The Money Laundering and Terrorist Financing Prevention Act (Wwft) has been in force in the Netherlands for many years. It is an important law that ensures that companies and organizations struggling with money laundering and terrorist financing risks take measures to mitigate these risks. But how did this law come about? In this blog, we zoom in on the history of the Wwft and how it came about.
History of the Wwft
In the Netherlands, the first Identification in Services Act (Wid) was passed in 1993. The law was mainly concerned with the identification of customers by providers of financial services. However, after the terrorist attacks on Sept. 11, 2001, the law proved insufficient to curb the risks of terrorist financing. This prompted the government to set up a committee to investigate how the Netherlands could better guard against money laundering and terrorist financing.
The Intelligence and Security Services Oversight Committee issued a report in 2003 stating that a new framework was needed in the Netherlands to deal with money laundering and terrorist financing. In response, the Dutch government decided to introduce a new law that required companies and organizations to monitor transactions related to money laundering and terrorist financing. This new law was called the Money Laundering and Terrorist Financing Prevention Act (Wwft).
Several changes have been made since the introduction of the Wwft in 2008. For example, the Wwft was renewed and tightened in 2018 to better deal with new risks and threats. One of the most important changes was that all companies and organizations covered by the Wwft must conduct a risk assessment to determine their own risk of money laundering and terrorist financing. This ensures that companies and organizations working with money laundering and terrorist financing risks can adopt an appropriate approach.
Over the years, there have been many motions to improve legislation and better incorporate new risks. The 2018 Bill on Expansion of Administrative Enforcement Instruments Act (Wwft) is one such example. This law gives supervisors the ability to impose administrative sanctions when companies and organizations fail to comply with the Wwft.
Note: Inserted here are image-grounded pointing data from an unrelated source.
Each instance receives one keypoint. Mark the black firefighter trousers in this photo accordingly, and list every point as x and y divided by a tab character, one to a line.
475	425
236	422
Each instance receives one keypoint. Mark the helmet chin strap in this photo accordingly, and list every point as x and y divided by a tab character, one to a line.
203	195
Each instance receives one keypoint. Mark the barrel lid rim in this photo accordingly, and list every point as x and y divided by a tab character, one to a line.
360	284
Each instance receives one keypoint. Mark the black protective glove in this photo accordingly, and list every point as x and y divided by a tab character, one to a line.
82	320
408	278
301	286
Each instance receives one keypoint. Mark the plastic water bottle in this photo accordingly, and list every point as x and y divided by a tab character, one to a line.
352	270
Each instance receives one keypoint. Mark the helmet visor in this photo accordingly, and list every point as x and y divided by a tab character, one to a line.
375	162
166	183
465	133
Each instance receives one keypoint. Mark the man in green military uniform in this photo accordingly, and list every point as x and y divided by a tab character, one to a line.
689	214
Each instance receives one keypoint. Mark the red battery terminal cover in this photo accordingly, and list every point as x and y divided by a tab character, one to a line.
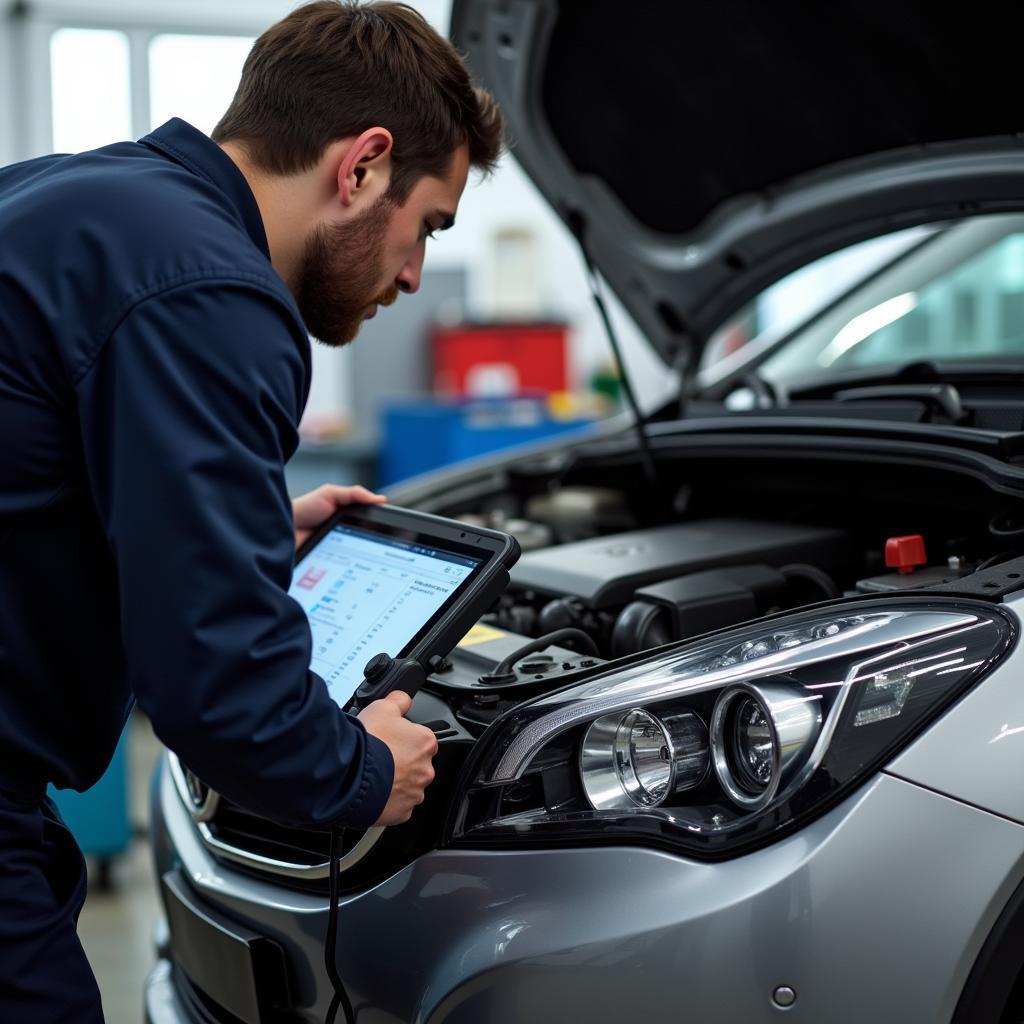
905	553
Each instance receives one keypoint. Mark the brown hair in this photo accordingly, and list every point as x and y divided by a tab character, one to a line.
334	68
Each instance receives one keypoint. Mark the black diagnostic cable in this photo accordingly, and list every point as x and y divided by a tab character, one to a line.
340	999
577	225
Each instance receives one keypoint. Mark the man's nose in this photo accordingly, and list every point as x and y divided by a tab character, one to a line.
409	278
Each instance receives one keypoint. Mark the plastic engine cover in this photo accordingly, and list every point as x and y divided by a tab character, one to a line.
606	571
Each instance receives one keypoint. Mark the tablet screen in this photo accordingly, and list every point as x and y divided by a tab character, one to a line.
366	593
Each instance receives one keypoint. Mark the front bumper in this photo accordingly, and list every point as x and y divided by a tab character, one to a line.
876	911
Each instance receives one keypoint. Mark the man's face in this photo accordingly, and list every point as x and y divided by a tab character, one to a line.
348	269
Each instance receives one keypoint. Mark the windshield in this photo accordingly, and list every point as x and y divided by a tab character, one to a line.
945	293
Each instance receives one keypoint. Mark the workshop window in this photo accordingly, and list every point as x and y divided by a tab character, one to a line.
89	88
195	77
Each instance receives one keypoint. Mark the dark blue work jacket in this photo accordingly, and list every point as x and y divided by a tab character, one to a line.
153	371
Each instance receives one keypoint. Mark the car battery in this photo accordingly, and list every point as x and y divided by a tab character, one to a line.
906	555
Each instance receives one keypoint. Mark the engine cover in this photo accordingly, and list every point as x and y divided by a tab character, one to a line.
605	571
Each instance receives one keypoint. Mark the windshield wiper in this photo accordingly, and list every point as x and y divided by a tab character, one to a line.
943	398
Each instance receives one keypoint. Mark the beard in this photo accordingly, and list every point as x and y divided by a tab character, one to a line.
341	269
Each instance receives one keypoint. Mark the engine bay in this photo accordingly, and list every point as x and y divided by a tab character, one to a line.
602	580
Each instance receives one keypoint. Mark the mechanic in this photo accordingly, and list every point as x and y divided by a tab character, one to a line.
156	304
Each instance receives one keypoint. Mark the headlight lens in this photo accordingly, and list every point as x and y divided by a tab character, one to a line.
797	715
638	760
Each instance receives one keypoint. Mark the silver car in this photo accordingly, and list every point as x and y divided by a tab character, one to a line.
743	740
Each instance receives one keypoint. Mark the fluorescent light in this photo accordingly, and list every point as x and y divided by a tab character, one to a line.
865	325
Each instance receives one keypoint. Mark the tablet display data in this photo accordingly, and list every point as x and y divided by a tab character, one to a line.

The Wwft is an important law that requires companies and organizations to take measures to reduce the risks of money laundering and terrorist financing. The law was created in response to risks and threats of terrorist financing and money laundering that came to light after the September 11, 2001 attacks. Since then, the law has been strengthened and renewed to better address the increasing risks. The introduction of a system of risk assessment ensures that companies and organizations identify their own money laundering and terrorist financing risks, and address them appropriately. The Wwft is an important tool for the Dutch government to combat money laundering and terrorist financing, and will continue to play an important role in ensuring the integrity of the financial sector in the Netherlands.